Вот и пойми после такого письма, что творится на душе у сына. Ни тревоги, ни грусти, все вокруг хорошо, все спокойно. Не то что в письме к ней. Впрочем, закономерно.
«8 февраля.
Татьянка! Наконец-то получил твое письмо. Все объяснилось. Ты не писала потому, что пять дней не писал я. Но, хорошая моя, ведь я говорил уже тебе, чтобы ты не волновалась, если долго не будет писем, и еще раз повторяю, что здесь никогда не можешь точно сказать, что будет с тобой через минуту, это ведь не детский садик, а армия. И что я мог сделать, если пять дней безвылазно сидел в лаборатории и не мог отправить тебе письмо? А что будет, если я уеду отсюда, скажем, на месяц? Неужели ты целый месяц сможешь не писать? Я бы не смог…
Знаешь, если долго не будет от меня вестей и если тебе от этого будет очень трудно, то, я прошу, заходи к нам, к моей маме, и тебе станет легче, и маме тоже. Отбрось свою прекрасную скромность и заходи без стеснения. Тебя встретят как очень дорогого человека».
«9 февраля.
Мне становится легко, когда я слышу твой голос, и, чтобы слышать его чаще, я каждую свободную минуту перечитываю твои письма. Повторяю строки стихотворения и слышу, как твои губы повторяют:
Понимаешь, все еще будет…
Да, любимая, все еще будет… Я приеду, возьму тебя за руки и больше не выпущу твоих рук. Всю жизнь! А приеду я скоро… Сколько там на нашем календаре?
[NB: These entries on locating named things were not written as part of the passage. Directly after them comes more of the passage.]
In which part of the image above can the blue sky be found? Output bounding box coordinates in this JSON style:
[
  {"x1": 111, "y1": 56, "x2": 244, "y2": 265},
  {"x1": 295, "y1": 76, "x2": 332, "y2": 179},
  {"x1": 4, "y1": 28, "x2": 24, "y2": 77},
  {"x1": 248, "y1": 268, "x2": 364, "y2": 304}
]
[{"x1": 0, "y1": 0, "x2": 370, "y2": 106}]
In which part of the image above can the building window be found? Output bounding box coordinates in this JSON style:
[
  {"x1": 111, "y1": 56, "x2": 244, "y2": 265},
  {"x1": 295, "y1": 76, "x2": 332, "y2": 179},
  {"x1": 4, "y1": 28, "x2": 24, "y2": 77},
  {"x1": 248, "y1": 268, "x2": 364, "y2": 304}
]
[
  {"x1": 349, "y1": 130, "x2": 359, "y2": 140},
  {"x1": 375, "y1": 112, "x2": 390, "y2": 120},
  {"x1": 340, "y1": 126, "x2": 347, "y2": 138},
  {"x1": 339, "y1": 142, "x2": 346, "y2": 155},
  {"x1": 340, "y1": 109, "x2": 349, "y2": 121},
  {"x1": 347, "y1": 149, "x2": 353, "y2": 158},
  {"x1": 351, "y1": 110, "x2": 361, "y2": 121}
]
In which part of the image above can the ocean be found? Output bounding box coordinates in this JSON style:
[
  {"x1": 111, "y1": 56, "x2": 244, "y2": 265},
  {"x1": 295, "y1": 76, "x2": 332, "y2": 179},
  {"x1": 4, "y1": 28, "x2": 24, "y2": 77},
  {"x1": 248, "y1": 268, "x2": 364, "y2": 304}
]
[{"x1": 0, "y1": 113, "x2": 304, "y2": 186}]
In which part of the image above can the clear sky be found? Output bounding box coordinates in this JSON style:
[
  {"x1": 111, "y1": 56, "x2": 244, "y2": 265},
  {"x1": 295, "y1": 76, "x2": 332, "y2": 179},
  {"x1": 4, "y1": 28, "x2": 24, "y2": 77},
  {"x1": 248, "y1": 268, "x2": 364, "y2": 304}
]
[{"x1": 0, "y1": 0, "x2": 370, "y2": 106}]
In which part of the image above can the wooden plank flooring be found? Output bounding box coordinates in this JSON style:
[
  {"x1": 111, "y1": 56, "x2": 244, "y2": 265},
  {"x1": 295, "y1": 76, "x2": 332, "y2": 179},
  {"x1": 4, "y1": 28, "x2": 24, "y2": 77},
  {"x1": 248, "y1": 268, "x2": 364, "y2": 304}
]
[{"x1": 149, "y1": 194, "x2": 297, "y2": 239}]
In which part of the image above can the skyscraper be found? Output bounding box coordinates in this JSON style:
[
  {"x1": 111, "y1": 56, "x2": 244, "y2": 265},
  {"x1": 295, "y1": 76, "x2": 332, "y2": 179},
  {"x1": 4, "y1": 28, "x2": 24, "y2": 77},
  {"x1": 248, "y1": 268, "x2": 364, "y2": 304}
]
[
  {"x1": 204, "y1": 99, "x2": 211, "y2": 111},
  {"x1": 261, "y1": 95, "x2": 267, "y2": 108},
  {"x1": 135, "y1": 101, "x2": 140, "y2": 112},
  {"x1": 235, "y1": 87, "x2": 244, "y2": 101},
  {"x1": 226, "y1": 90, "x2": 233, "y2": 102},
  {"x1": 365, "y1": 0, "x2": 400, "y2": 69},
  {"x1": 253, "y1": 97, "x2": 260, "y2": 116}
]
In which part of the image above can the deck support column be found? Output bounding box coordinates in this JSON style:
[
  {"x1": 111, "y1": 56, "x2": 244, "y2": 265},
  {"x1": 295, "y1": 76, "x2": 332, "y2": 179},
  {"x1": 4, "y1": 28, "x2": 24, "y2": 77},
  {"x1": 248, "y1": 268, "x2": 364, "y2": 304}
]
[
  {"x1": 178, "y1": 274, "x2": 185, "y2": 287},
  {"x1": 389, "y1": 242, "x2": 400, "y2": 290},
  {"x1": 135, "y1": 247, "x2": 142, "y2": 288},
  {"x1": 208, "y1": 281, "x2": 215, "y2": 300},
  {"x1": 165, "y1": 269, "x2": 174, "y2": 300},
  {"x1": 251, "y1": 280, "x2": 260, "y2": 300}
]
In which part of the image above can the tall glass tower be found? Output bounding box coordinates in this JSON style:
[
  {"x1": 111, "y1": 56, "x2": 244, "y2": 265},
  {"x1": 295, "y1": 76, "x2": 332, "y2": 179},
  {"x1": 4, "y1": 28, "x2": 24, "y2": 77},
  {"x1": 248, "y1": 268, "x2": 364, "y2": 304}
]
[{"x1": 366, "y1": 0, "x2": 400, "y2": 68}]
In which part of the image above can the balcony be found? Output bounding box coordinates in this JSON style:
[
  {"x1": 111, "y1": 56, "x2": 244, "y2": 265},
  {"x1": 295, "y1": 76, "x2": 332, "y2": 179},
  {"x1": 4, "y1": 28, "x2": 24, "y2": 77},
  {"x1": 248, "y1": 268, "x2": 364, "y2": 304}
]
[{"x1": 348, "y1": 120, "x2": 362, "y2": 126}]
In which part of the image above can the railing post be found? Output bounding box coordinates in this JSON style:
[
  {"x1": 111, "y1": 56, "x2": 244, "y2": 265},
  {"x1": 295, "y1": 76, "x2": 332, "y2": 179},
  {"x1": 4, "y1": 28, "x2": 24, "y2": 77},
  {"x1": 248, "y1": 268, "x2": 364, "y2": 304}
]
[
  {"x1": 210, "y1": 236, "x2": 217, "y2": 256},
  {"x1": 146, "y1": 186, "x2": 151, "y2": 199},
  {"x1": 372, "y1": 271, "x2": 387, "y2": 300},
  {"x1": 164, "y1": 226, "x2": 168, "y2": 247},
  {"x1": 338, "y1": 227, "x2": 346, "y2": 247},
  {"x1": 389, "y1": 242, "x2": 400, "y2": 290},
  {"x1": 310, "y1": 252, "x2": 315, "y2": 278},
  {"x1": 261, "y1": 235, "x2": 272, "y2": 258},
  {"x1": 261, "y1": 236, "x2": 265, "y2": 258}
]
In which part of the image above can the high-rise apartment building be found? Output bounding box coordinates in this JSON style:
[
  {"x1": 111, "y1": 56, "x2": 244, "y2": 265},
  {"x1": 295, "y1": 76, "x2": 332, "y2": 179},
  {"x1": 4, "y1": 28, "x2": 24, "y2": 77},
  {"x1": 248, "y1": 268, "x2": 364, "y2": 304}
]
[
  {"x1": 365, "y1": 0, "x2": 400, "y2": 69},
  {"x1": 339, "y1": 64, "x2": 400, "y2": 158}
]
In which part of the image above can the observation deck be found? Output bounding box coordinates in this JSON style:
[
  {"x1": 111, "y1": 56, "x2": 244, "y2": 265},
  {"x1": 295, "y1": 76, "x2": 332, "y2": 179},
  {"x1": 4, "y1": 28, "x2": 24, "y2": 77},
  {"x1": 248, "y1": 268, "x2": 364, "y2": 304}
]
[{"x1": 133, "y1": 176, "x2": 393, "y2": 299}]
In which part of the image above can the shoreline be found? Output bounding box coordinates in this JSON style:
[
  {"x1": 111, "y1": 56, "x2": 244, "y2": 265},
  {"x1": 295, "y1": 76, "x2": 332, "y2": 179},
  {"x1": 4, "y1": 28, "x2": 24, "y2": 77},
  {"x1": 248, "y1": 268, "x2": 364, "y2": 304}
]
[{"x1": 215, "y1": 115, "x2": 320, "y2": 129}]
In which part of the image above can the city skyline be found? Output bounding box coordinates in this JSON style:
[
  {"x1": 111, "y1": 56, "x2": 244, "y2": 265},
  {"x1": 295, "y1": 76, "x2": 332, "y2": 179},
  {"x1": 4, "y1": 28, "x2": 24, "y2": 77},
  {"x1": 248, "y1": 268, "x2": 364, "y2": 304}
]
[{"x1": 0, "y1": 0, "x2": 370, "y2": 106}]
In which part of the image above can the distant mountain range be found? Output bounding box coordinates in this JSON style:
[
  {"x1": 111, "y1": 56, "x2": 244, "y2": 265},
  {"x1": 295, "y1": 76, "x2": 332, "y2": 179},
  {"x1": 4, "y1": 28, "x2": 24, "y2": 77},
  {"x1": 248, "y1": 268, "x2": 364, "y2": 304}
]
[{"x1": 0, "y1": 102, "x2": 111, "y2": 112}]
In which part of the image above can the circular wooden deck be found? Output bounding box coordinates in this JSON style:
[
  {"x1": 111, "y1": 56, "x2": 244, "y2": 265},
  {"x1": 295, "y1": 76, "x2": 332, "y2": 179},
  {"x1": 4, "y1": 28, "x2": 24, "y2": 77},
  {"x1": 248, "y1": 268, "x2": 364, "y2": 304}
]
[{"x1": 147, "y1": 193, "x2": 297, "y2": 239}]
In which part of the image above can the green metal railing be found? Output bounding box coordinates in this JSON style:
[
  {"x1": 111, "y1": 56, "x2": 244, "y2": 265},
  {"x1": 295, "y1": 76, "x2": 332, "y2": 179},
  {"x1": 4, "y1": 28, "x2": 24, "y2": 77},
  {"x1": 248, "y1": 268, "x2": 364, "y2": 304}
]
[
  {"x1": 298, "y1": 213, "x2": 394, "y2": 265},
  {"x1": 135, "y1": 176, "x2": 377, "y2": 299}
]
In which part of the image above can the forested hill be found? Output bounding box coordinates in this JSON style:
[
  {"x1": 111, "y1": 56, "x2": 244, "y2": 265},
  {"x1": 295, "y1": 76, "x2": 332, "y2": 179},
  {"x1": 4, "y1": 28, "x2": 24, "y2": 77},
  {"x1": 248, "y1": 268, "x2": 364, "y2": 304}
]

Знаешь, я все-таки поругаю тебя немножко. Значит, ты считаешь, что неспособна сделать меня человеком? И еще считаешь вдобавок, что, говоря об этом, я смеюсь над тобой! Татьянка, может быть, это грубо прозвучит, но, если услышу от тебя что-нибудь подобное, я побью… почтальона. Для начала. Смеяться? Мне над тобой? Вот это действительно смешно!
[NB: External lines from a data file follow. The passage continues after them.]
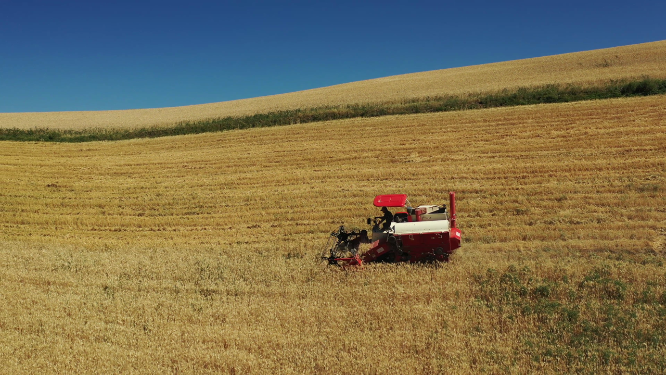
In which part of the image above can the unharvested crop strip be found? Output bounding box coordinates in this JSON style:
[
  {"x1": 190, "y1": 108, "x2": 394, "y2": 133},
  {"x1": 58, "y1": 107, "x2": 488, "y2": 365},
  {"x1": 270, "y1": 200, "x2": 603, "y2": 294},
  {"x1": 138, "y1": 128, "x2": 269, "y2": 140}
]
[{"x1": 0, "y1": 77, "x2": 666, "y2": 142}]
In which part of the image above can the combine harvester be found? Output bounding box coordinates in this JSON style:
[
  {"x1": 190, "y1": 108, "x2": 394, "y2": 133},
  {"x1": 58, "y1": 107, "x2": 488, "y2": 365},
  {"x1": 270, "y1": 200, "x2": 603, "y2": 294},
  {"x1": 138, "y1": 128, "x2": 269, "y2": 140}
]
[{"x1": 322, "y1": 192, "x2": 461, "y2": 267}]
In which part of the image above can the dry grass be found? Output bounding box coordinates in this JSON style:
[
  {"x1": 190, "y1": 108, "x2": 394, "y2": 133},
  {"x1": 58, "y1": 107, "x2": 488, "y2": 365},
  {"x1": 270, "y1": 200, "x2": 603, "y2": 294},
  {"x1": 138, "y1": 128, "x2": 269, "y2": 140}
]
[
  {"x1": 0, "y1": 41, "x2": 666, "y2": 129},
  {"x1": 0, "y1": 95, "x2": 666, "y2": 373}
]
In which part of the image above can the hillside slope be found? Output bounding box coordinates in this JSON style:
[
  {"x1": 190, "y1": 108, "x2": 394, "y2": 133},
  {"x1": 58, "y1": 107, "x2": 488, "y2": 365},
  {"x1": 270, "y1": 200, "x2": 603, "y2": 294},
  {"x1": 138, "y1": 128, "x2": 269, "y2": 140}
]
[
  {"x1": 0, "y1": 41, "x2": 666, "y2": 129},
  {"x1": 0, "y1": 97, "x2": 666, "y2": 374}
]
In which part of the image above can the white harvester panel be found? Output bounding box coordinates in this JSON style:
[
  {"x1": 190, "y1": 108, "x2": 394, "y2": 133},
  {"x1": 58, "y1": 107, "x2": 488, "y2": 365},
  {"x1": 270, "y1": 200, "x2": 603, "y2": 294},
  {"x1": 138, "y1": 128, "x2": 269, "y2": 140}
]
[
  {"x1": 416, "y1": 205, "x2": 439, "y2": 214},
  {"x1": 391, "y1": 220, "x2": 449, "y2": 235}
]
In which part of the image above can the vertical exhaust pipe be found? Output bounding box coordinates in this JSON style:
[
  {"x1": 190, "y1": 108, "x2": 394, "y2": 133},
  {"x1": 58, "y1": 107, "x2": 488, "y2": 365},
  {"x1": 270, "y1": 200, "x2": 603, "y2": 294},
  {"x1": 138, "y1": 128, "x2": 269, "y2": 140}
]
[{"x1": 449, "y1": 192, "x2": 457, "y2": 228}]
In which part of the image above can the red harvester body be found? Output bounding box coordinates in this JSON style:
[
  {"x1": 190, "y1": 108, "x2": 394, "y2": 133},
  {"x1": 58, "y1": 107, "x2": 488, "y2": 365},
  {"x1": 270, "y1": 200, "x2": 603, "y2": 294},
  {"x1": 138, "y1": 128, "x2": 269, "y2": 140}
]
[{"x1": 322, "y1": 192, "x2": 461, "y2": 266}]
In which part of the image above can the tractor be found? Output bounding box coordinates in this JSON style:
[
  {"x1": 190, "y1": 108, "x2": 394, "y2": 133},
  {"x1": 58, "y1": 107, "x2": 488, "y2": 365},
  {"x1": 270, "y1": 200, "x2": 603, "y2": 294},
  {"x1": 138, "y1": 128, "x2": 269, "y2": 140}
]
[{"x1": 321, "y1": 192, "x2": 461, "y2": 267}]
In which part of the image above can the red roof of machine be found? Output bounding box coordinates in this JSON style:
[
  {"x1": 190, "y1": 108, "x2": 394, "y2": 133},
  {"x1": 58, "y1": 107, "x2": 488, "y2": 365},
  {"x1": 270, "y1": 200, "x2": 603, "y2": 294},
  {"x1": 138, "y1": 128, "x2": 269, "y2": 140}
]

А пока… пока до свидания! Поспать тоже не грех, так ведь?»
«10 февраля.
Знаешь, бывает так со мной: понравятся какие-то стихи, и я буду часто-часто твердить про себя и никогда их не наслушаюсь, если не сделаю одной вещи, а именно: если не напишу хотя бы раз эти стихи на бумаге. Тогда обычно «преследование» ненадолго копчается, и я успокаиваюсь. Но стихотворение В. Тушновой… Я полтетради исписал строками из него, а все равно хочется повторять еще и еще. Ты только вслушайся:
В сто концов убегают рельсы,
Самолеты уходят в рейсы,
Пароходы снимаются с якоря…
Татьянка! Меня осенила одна «грешная мысль»: давай будем с тобой устраивать раз в месяц (хотя бы) вечера поэзии. Заочные. Ведь столько прекрасных стихов порой переполняет душу, что трудно бывает не поделиться ими. А поделиться надо. И с кем, как не с тобой?! И, знаешь, с чего мы с тобой начнем эти вечера? Начнем их полюбившимися мне стихами Катри Вала. Через три-четыря дня я вышлю тебе эту книгу, которая тебе (надеюсь) понравится, и ты скажешь мне свое мнение о ней.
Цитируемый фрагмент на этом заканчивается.